Goldsmith's original store on Beale Street was relocated in 1895 to a larger facility at Main and Gayoso, which it occupied through most of the 20th century. In 1952 Goldsmiths expanded its downtown location, expanding into the adjoining former Gayoso Hotel. The department store began to build suburban locations in the 1960s, beginning with its Oak Court store at Poplar and Perkins.

Goldsmith's became a true department store, among the first in the South, when it arranged merchandise by departments in 1902. It was the first Memphis store to install air-conditioning, escalators
(Note:  Gerber's escalotors opened 6 months before Goldsmith's), a bargain basement, and a mechanical credit system called Charga-Plate.
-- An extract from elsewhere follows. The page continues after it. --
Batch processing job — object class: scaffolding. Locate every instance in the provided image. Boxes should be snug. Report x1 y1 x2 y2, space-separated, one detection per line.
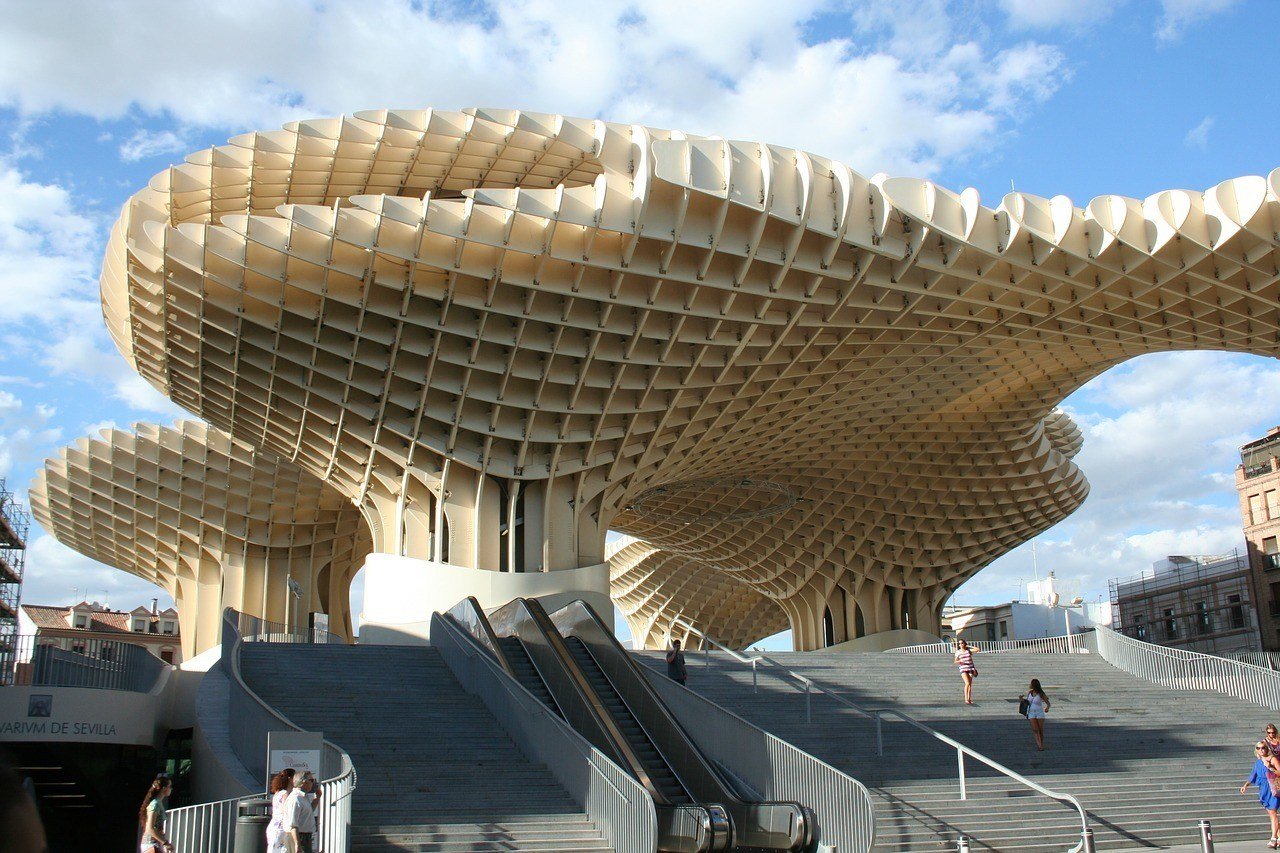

When Jacob Goldsmith died in 1931, his sons Elias and Fred assumed management of Goldsmith's. In 1959 the store became an affiliate of Federated Department Stores. 
Today the Goldsmith's stores have been re-christened “Macy's“ by Federated.  The beautiful downtown Goldsmith's building was restored and is now the Center for Sothern Folklore.

The following is a contemporary account of the Goldsmith's written in 1888:

I. Goldsmith & Bros., dry goods merchants at 348 Main Street, Memphis, began business at 81 and 83 Beale Street in 1870, where they still have a branch store, which is the largest dry goods house on the street. When they began business in Memphis their capital was limited, but by judicious management and honest dealing they have secured and retained the confidence of their patrons and built up an extensive business. When the yellow fever raged in Memphis they opened a branch house in Helena, Ark., where they were very successful. In 1881 they commenced business at 348 Main Street, and are now enjoying an extensive trade upon a cash basis. Isaac Goldsmith, the senior member of the firm, died in June, 1885, and Elias and J. Goldsmith, the two remaining brothers, who constitute the firm, purchased his interest in the business and continued it under the old firm name. The brothers immigrated to America from Germany in 1867, and since then have been residents of Memphis. Elias Goldsmith was married. in 1880 to Miss Belle Stein, daughter of L. Stein, of St. Louis, Mo., and J. Goldsmith was married in 1875 to Miss Dora Ottenheim, daughter of L. Ottenheim, a merchant of Memphis. The brothers are members of several benevolent and relief societies of Memphis, and are among the city's most enterprising and liberal citizens.